Ahead of World AIDS Day, Dr Emmanuel Luyirika, Executive Director of the African Palliative Care Association, shares how palliative care plays a unique role in addressing HIV and AIDS services both in urban and rural African settings.
On World AIDS Day we celebrate the achievements towards universal availability of comprehensive HIV services, including palliative care in Africa. We celebrate the spirit of partnership between civil society, NGOs and governments in Africa, Europe and the United States with people living with HIV and AIDS and their families.
We also celebrate the researchers who have contributed to the body of new knowledge that has improved the quality of life for people living with HIV and their carers. Increased access to antiretroviral drugs, symptom control medications including oral morphine is also a notable achievement in many countries.
Despite these achievements, there are over a million HIV-related deaths occurring annually in Africa with many of them never having access to ART and to palliative care. In many African countries, the availability of morphine for management of severe pain remains a big challenge.
As we work towards reducing suffering, the palliative care fraternity is challenged to further advocate for integrated, affordable, accessible and sustainable services for patients in all African health care systems. Special effort needs to be asserted into availing services in rural areas where the majority of Africans live. We also need to remain diligent in our inclusion of children and other vulnerable groups in our efforts and plans.
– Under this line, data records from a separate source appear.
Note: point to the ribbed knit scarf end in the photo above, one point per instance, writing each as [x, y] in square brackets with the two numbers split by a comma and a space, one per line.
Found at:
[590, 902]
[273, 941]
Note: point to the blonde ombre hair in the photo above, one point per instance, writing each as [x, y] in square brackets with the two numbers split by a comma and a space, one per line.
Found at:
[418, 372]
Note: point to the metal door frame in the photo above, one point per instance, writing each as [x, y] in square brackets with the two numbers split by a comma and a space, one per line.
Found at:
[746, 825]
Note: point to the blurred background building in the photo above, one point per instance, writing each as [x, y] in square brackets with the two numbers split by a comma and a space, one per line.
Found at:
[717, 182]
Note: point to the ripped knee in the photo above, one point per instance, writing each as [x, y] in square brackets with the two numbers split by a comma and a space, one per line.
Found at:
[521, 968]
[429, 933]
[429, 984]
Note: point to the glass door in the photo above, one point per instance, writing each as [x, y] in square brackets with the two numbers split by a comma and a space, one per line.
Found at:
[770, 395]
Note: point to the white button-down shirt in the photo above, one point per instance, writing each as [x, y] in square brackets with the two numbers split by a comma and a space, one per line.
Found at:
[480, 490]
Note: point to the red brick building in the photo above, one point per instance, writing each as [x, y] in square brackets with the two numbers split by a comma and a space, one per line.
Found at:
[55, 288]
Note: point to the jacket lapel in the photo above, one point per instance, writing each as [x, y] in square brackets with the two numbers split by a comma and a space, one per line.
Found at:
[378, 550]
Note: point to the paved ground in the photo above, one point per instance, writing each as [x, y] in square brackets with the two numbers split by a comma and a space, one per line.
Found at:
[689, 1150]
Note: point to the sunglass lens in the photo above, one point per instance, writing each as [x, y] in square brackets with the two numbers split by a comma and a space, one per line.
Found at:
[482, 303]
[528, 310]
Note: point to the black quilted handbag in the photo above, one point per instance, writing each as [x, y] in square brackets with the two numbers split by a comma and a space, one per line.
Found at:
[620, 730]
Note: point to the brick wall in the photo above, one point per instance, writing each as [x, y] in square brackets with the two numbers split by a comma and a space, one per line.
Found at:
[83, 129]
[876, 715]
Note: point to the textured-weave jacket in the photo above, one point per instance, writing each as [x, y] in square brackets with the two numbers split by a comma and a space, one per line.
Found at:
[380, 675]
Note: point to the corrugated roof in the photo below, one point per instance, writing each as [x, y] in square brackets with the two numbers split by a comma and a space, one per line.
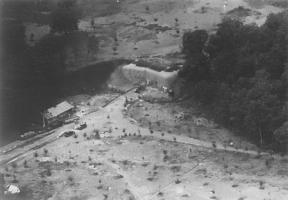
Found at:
[58, 109]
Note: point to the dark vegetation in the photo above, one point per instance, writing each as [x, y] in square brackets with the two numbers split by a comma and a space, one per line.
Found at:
[34, 78]
[239, 75]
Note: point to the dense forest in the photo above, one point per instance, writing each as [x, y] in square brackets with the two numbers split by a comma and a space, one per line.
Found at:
[239, 75]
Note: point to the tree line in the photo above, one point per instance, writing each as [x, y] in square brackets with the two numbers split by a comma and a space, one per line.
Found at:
[239, 74]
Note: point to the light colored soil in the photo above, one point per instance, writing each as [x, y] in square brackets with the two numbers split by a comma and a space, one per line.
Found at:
[135, 167]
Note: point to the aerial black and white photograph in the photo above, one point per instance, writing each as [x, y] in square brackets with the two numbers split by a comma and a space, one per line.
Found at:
[144, 100]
The disproportionate distribution of palliative care skilled health workers between urban and rural areas and the lack of aggressive and proactive staff retention plans in health systems is causing untold suffering to patients, even where medications and physical facilities exist. The view that the provision of ART alone will address all patients' needs is slowly being entertained by some due to the pressure of declining resources.
As we face the future in a context of limited resources in the traditional donor communities, prioritisation should not in any way mean limited access to HIV services, including palliative care.
As the palliative care fraternity strives to generate evidence that will inform progressive palliative care policy development and programming, patients will directly benefit from improved services.
Let us not grow weary in embracing the comprehensive palliative care approach which addresses the vital physical, spiritual, emotional and social needs of patients and their families.
With a vision to see HIV patients in Africa benefit from the holistic care that palliative care provides, allow me to wish you a fruitful World AIDS Day.